Degrees of Freedom

For Example 1 on page 431, we used df\( = \)smaller of\({n_1} - 1\)and\({n_2} - 1\), we got\(df = 11\), and the corresponding critical values are\(t = \pm 2.201.\)If we calculate df using Formula 9-1, we get\(df = 19.063\), and the corresponding critical values are\( \pm 2.093\). How is using the critical values of\(t = \pm 2.201\)more “conservative” than using the critical values of\( \pm 2.093\).

The formula used for degree of freedom of mean is:

\(df = \min \left( {{n_1} - 1,{n_2} - 1} \right)\) , the results are:

\({\rm{df}} = 11\), critical values \(t = \pm 2.201\)

The formula used for degree of freedom for comparison of mean is: \(df = \frac{{{{\left( {\frac{{s_1^2}}{{{n_1}}} + \frac{{s_2^2}}{{{n_2}}}} \right)}^2}}}{{\frac{{{{\left( {\frac{{s_1^2}}{{{n_1}}}} \right)}^2}}}{{{n_1} - 1}} + \frac{{{{\left( {\frac{{s_2^2}}{{{n_2}}}} \right)}^2}}}{{{n_1} - 1}}}}\) , the results are:

When\({\rm{df}} = 19.63\), critical values \(t = \pm 2.093\)

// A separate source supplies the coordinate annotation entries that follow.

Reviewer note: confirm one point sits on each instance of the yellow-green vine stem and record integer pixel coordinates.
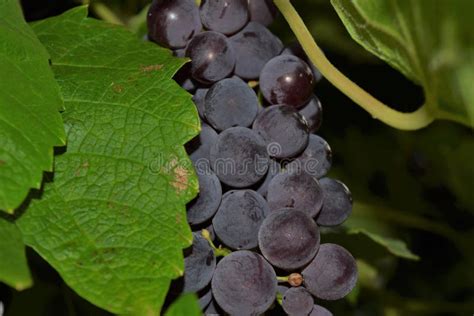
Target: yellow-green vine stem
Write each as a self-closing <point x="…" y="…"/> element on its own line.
<point x="404" y="121"/>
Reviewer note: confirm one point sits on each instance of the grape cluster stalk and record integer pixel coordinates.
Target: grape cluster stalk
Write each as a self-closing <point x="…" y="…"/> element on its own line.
<point x="262" y="168"/>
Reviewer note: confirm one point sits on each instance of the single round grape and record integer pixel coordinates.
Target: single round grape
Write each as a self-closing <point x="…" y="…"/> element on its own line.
<point x="295" y="190"/>
<point x="225" y="16"/>
<point x="288" y="238"/>
<point x="312" y="112"/>
<point x="229" y="103"/>
<point x="239" y="157"/>
<point x="239" y="218"/>
<point x="172" y="23"/>
<point x="254" y="46"/>
<point x="332" y="274"/>
<point x="320" y="311"/>
<point x="244" y="283"/>
<point x="315" y="160"/>
<point x="287" y="79"/>
<point x="337" y="205"/>
<point x="262" y="11"/>
<point x="199" y="264"/>
<point x="284" y="130"/>
<point x="199" y="147"/>
<point x="206" y="204"/>
<point x="296" y="50"/>
<point x="212" y="57"/>
<point x="297" y="301"/>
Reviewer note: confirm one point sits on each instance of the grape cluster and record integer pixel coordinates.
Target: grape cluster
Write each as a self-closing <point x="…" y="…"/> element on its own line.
<point x="264" y="193"/>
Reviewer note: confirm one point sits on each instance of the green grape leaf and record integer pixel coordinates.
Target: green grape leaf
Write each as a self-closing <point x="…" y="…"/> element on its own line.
<point x="30" y="122"/>
<point x="186" y="304"/>
<point x="113" y="222"/>
<point x="430" y="42"/>
<point x="14" y="269"/>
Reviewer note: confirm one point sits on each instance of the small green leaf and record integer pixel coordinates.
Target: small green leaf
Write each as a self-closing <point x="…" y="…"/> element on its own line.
<point x="30" y="123"/>
<point x="430" y="42"/>
<point x="185" y="305"/>
<point x="113" y="222"/>
<point x="14" y="269"/>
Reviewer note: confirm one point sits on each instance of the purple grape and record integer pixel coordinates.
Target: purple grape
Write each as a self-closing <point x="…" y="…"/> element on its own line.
<point x="172" y="23"/>
<point x="212" y="57"/>
<point x="287" y="79"/>
<point x="288" y="238"/>
<point x="283" y="129"/>
<point x="337" y="205"/>
<point x="225" y="16"/>
<point x="239" y="218"/>
<point x="295" y="190"/>
<point x="312" y="112"/>
<point x="332" y="274"/>
<point x="254" y="46"/>
<point x="244" y="283"/>
<point x="229" y="103"/>
<point x="239" y="157"/>
<point x="262" y="11"/>
<point x="297" y="301"/>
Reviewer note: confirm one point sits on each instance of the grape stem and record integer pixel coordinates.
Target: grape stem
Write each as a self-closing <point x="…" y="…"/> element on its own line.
<point x="218" y="251"/>
<point x="404" y="121"/>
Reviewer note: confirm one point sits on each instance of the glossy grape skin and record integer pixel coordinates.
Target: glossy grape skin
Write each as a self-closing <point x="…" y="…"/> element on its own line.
<point x="287" y="79"/>
<point x="225" y="16"/>
<point x="212" y="57"/>
<point x="229" y="103"/>
<point x="315" y="160"/>
<point x="239" y="218"/>
<point x="244" y="283"/>
<point x="337" y="205"/>
<point x="262" y="11"/>
<point x="239" y="157"/>
<point x="172" y="23"/>
<point x="283" y="129"/>
<point x="199" y="264"/>
<point x="312" y="112"/>
<point x="288" y="238"/>
<point x="332" y="274"/>
<point x="297" y="301"/>
<point x="254" y="46"/>
<point x="205" y="205"/>
<point x="320" y="311"/>
<point x="295" y="190"/>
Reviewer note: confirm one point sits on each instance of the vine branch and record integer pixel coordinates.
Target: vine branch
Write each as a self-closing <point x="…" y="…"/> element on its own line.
<point x="404" y="121"/>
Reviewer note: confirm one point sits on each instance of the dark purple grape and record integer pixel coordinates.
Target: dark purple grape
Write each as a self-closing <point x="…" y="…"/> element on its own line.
<point x="199" y="147"/>
<point x="239" y="157"/>
<point x="254" y="46"/>
<point x="206" y="204"/>
<point x="287" y="79"/>
<point x="229" y="103"/>
<point x="225" y="16"/>
<point x="244" y="283"/>
<point x="332" y="274"/>
<point x="320" y="311"/>
<point x="312" y="112"/>
<point x="172" y="23"/>
<point x="297" y="301"/>
<point x="284" y="130"/>
<point x="262" y="11"/>
<point x="288" y="238"/>
<point x="239" y="218"/>
<point x="315" y="160"/>
<point x="295" y="190"/>
<point x="199" y="264"/>
<point x="337" y="205"/>
<point x="296" y="50"/>
<point x="212" y="57"/>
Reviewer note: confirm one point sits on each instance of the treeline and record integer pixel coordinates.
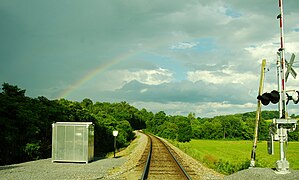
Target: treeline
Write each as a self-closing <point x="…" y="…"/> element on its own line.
<point x="26" y="123"/>
<point x="231" y="127"/>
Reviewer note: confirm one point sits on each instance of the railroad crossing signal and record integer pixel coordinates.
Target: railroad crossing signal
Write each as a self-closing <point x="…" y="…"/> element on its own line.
<point x="272" y="97"/>
<point x="290" y="68"/>
<point x="294" y="97"/>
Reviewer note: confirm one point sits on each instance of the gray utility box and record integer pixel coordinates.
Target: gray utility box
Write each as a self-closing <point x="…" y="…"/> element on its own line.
<point x="72" y="141"/>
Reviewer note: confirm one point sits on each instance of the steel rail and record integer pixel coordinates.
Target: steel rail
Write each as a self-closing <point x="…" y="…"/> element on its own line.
<point x="148" y="161"/>
<point x="146" y="169"/>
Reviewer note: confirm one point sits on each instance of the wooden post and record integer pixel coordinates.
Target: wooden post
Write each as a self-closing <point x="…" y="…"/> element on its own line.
<point x="258" y="113"/>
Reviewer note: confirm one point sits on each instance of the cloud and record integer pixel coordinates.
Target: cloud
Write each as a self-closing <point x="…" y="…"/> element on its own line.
<point x="177" y="56"/>
<point x="224" y="76"/>
<point x="183" y="45"/>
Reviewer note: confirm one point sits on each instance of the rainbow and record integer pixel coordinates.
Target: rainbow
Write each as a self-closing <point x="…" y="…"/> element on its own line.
<point x="66" y="92"/>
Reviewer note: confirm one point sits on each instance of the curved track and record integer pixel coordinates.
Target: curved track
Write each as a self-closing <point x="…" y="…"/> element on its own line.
<point x="161" y="162"/>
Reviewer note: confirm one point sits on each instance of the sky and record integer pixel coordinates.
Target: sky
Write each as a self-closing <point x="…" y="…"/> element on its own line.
<point x="176" y="56"/>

The formula used to obtain the critical value 2.093 is obtained accurately:

The simpler formula \(df = \min \left( {{n_1} - 1,{n_2} - 1} \right)\) can be used more easily and flexibly but may not be that accurate to give results.

Hence, the critical value obtained using \(df = \min \left( {{n_1} - 1,{n_2} - 1} \right)\) is more conservative than the ones computed with another formula.